Victoria smiled again. The bumptious aphorism was a sign that Farwell was still himself. For a minute or so they looked at one another. Victoria wondered at this man; so powerful intellectually and physically; and yet content to live in his ideals on a pittance, to do dull work, to be a subordinate. Truly a caged lion. Farwell, on the other hand, was looking in vain for some physical ravishes to justify Victoria's profession, for some gross development at least. He looked in vain. Instead of the pale dark girl with large grey eyes whom he had known, he now saw a healthy and beautiful woman with a clear white skin, thick hair, red lips.

'Well,' he said with a laugh, 'can I invite you to lunch with me?'

'You may,' she said. 'I'll have a small coffee and.. a sunny side up.'

Farwell laughed and signed to Nelly. After a minute he attracted her attention and gave the order without Nelly taking any interest in Farwell's guest.

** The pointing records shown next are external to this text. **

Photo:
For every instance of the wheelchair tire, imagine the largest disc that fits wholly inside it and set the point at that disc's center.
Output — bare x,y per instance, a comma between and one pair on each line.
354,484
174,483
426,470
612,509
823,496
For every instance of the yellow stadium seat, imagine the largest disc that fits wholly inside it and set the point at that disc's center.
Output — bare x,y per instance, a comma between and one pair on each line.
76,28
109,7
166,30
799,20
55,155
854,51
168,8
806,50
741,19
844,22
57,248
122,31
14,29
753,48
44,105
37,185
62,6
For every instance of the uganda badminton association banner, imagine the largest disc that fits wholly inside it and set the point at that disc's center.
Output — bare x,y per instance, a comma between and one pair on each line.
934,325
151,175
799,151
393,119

It might be rather extraordinary, but her supervisory duties were all-absorbent. When she returned, however, she stole a curious look at Victoria while placing before her the poached egg on toast. She looked at her again, and her eyes dilated.

'Law,' she said. 'Vic!'

'Yes, Nelly, how are you?' Victoria put out her gloved hand. Nelly took it wonderingly.

'I'm all right,' she answered slowly. 'Just been made head waitress,' she added with some unction. Her eyes were roving over Victoria's clothes, valuing them like an expert.

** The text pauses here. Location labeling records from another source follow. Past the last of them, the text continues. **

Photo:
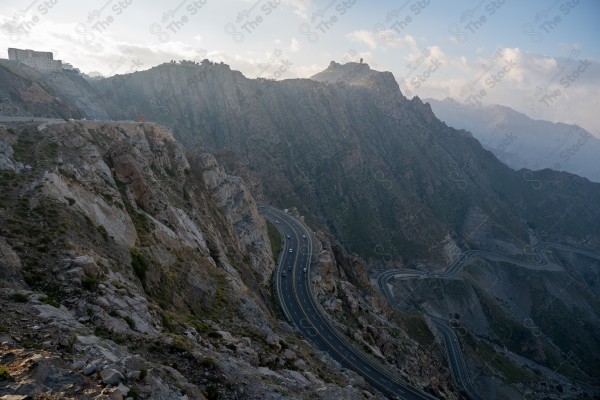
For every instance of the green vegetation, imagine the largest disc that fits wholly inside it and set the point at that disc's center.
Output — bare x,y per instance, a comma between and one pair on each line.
4,374
89,282
139,264
50,301
275,239
211,392
208,363
511,372
129,321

'Congratulations,' said Victoria. 'Glad you're getting on.'

'I see you're getting on,' said Nelly, with a touch of sarcasm.

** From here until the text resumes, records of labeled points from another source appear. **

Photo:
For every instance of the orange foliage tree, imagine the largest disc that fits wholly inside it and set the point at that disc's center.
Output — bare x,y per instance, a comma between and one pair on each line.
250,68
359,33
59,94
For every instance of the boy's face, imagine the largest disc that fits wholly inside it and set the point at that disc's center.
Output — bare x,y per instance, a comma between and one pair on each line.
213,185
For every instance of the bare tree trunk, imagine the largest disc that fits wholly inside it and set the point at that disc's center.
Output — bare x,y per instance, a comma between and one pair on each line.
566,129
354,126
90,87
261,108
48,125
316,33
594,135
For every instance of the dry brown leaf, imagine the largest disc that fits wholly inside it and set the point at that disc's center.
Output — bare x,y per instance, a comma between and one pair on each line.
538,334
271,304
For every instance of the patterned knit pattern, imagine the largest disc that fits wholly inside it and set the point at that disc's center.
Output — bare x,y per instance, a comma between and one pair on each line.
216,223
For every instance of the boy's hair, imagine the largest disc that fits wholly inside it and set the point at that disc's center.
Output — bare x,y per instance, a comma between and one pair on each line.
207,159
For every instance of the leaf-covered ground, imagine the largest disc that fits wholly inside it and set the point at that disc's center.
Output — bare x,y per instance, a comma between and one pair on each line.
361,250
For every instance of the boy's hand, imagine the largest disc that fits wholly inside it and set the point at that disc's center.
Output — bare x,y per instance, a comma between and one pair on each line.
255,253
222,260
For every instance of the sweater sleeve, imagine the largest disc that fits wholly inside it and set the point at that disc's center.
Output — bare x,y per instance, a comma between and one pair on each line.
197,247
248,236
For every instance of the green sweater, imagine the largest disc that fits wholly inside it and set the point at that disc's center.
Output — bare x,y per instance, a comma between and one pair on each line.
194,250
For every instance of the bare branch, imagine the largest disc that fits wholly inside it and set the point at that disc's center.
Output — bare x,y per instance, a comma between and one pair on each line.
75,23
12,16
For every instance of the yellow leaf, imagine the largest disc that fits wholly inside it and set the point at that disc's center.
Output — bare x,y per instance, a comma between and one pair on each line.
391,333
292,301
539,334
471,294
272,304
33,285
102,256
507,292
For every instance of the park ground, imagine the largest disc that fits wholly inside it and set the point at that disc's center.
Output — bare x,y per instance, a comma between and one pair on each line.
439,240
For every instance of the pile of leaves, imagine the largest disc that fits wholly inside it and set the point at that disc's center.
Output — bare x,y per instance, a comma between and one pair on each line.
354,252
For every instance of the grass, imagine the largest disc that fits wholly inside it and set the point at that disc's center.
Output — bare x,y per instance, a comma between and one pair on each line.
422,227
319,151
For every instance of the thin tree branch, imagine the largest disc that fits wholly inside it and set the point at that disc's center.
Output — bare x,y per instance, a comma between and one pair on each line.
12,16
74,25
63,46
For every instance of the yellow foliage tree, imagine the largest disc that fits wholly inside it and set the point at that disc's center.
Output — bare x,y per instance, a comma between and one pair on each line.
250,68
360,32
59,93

'So, so, things aren't too bad.' Victoria looked up. The women's eyes crossed like rapiers; Nelly's were full of suspicion. The conversation stopped then, for Nelly was already in request in half a dozen quarters.

'She knows,' said Victoria smoothly.

'Of course,' said Farwell. 'Trust a woman to know the worst about another and to show it up. Every little helps in a contest such as life.'

Farwell then questioned her as to her situation, but she refused him all details.

'No,' she said, 'not here. There's Nelly watching us, and Maud has just been told. Betty's been shifted, I know, and I suppose Mary and Jennie are gone, but there's the manageress and some of the girls upstairs. I've nearly done. Let me return the invitation. Dine with me to-night..' She was going to say 'at home,' but changed her mind to the prudent course… 'at, well, anywhere you like. Whereabouts do you live, Mr Farwell?'

'I live in the Waterloo Road,' said Farwell, 'an artery named after the playing fields of Eton.'

'I don't know it well,' said Victoria, 'but I seem to remember an Italian place near Waterloo Station. Suppose you meet me at the south end of Waterloo Bridge at seven?'

'It will do admirably,' said the man. 'I suppose you want to go now? Well, you've put out my habits, but I'll come too.'

They went out; the last Victoria saw of the P.R.R. was the face of the cook through the hole in the partition, red, sweating, wrinkled by the heat and hurry of the day. They parted in the churchyard. Victoria watched him walk away with his firm swing, his head erect.